C’est un malentendu qui explique à notre avis cette difficulté. Jeanne était « illiterata », puisqu’elle ignorait le latin, qui était la seule langue valable aux yeux des clercs du tribunal. « Litteratus » dans le latin médiéval désignait forcément celui qui maîtrisait cette « lingua Ecclesiae ». La connaissance de la langue vernaculaire ne comptait pas. Nous avons donc tout lieu de croire Jeanne quand elle se déclare bien instruite (pour une femme laïque).

Il est probable que l’ignorance si étroitement attachée à l’image de Jeanne s’explique partiellement par les modèles bibliques. Toutes les concordances médiévales de la Bible commençaient par Jr 1 6 : « Et dixi a a a Domine Deo ecce nescio loqui quia puer ego sum ». Rappelons également Moïse dans Ex 4 10, qui se plaint de n’être pas éloquent et que sa langue soit boiteuse. Le modèle biblique, avec tout son cortège de saintes bergères, était tellement fort que Jeanne d’Arc dite « ignorante » n’aurait pas pu convaincre ses contemporains du contraire.
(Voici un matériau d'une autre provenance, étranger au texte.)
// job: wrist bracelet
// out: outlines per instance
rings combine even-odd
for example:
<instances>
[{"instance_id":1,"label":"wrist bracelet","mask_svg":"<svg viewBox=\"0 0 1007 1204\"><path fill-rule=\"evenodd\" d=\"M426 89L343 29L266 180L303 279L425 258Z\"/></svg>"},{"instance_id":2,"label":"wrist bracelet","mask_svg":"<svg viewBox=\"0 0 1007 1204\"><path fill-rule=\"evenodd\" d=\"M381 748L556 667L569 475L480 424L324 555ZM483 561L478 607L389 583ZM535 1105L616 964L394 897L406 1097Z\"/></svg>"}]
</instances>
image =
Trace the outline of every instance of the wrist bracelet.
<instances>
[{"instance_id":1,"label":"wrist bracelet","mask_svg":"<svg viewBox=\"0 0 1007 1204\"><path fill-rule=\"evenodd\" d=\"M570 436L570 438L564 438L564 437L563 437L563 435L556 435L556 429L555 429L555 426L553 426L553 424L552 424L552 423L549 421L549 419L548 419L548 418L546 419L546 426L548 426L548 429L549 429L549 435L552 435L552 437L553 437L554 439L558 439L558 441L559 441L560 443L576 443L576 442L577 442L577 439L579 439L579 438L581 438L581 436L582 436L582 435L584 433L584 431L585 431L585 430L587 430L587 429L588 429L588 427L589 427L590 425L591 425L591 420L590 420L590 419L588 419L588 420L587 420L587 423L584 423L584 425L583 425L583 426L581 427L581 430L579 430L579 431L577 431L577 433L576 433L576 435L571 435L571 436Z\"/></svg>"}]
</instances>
Deuxièmement, les visions. Jusqu'à la seconde semaine de son procès, Jeanne se gardait de révéler les circonstances de ses révélations. Mais, pour certains contemporains — dont Perceval de Boulainvillier —, tout était clair depuis longtemps. Relisons ainsi sa lettre au duc de Milan, datée du 21 juin 1429 : « subito ante ipsius oculos nubes praelucida objicitur, et de nube facta est vox ad eam dicens : Johanna etc…» Comparons-la avec Mt 17 5 : « Adhuc eo loquente ecce nubes lucida obumbrabit eos et ecce vox de nube dicens : hic est Filius meus dilectus. »

Et enfin, les miracles. L’on dit que Jeanne a changé la direction du vent sur la Loire ? Le saint évangéliste Marc ne dit-il pas de Jésus « et ventus et mare oboediunt ei » 4 40?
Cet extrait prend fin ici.